The Gurdwara Kartarpur Governing Council on Wednesday called on the federal government to ask India to ease the travel of Sikh pilgrims to Pakistan.
The fourth meeting of the council was held here under the chairmanship of Religious Affairs Secretary Sardar Ijaz Khan Jaffar. Officials of the ministries of foreign affairs, finance, interior, Evacuee Trust Property Board (ETPB), Nadra and relevant security agencies were also present.
It was decided that the issue of preventing Indian Sikh pilgrims from coming to Pakistan would be raised at a high level.
Notably, the Foreign Office recently rejected Indian concerns about Sikh Yatris visiting Pakistan for pilgrimage and said that they were fully facilitated during the trips. “Pakistan provides maximum facilitation to the Sikh Yatris from all over the world, including India, for visiting their religious sites in Pakistan,” FO Spokesman Zahid Hafeez Chaudhri said at the weekly media briefing.
India had disallowed around 600 Sikhs intending to visit Pakistan from Feb 18 to 25 for the 100th anniversary of Saka Nankana Sahib. The group was expected to visit five gurdwaras in Pakistan.
Indian Ministry of Home Affairs had in a letter denying Sikhs permission to undertake the trip said that keeping in view the “capacity of health infrastructure in Pakistan” it could not allow such a large group to tour the country for a week.
The Indian home ministry also expressed concerns about the “safety” of the group because of what it said “considerable threat”.
Mr Chaudhri recalled that Pakistan had opened the largest and the holiest Sikh shrine in Kartarpur Sahib to facilitate Sikh Yatris. “The Sikh as well as the international community, including UN Secretary-General Antonio Guterres, who while visiting Kartarpur described it as ‘Corridor of Hope’, have immensely appreciated this landmark initiative of Pakistan,” he maintained.
PM Modi taking credit for Sikhs rights?
The Modi-led BJP did not show much interest in the construction of the Kartarpur corridor. There have been various baseless allegations, leveled against Pakistan by New Delhi and violations of Pakistan’s airspace. Despite all the tactics used by the BJP, Pakistan did not decide to shut down the corridor.

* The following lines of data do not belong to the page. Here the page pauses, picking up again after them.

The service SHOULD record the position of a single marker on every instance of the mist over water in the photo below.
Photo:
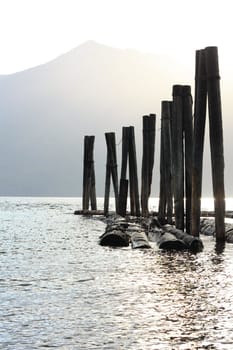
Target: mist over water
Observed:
(60, 289)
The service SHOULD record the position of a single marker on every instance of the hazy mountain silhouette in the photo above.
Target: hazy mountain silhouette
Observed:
(46, 111)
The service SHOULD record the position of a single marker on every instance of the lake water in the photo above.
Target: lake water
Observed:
(60, 289)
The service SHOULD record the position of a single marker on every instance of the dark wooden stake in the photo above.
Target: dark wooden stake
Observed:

But later on, the Indian premier declared himself as the champion of Sikh’s rights, who managed the opening of the corridor for them. A statement of the Indian premier irked Sikh Community. Ravinder Pal Singh Timma, President Gursikh Welfare Association, told local media in Agra that this corridor was a brainchild of the association and they had been trying to get this which was sanctioned by the government of Pakistan for the past 19 years.
He also showed some past documentation and correspondence he personally had with the foreign ministries of both India and Pakistan, Mr Timma said that “What the BJP is doing now, it is taking credit of the fruit that has been borne by the efforts of the Sikhs. The Sikh community has never received its due share in the country and have always been deceived. 87 per cent of the martyrs in the freedom struggle were from Punjab, yet the Sikh community was never appreciated.”
Read More: The gateway to peace: Kartarpur serves as more than just a symbol
He said that he had even talked to the then Pakistani President Pervez Musharraf during the Agra summit and requested that the Kartarpur shrine be gifted to India, or be declared No-Man’s Land and a corridor be constructed leading from the Indian border to the shrine.
Religious Minorities in India
The rise of Hindutva in India has been marginalizing religious minorities in India. According to several reports, the primary target of mob violence of BJP goons are Muslims but sometimes Sikhs who are believed to be ideologically alien are also beaten up.
The 2018 Annual Report on International Religious Freedom released by Mike Pompeo, US Secretary of State, in June stated that “Hindu-groups had used violence, intimidation, and harassment against Muslims and low-caste Dalits in 2017 to force a religion-based national identity.”
Read More: Kartarpur Corridor: Sikh Community Recommends Nobel Peace Award for Imran Khan
It is important to recall that RSS does not believe that Sikhs are a distinct religious community. RSS’s insistence that Sikhs are ‘Kesadhari Hindus’ though a ‘valorous’ ones hurt religious sentiments of the later and questions their distinctive identity in so-called secular India. Interestingly, there is a strong belief amongst Sikhs that RSS is actively conspiring to undermine their religion through various direct and indirect means to ultimately wipe them out.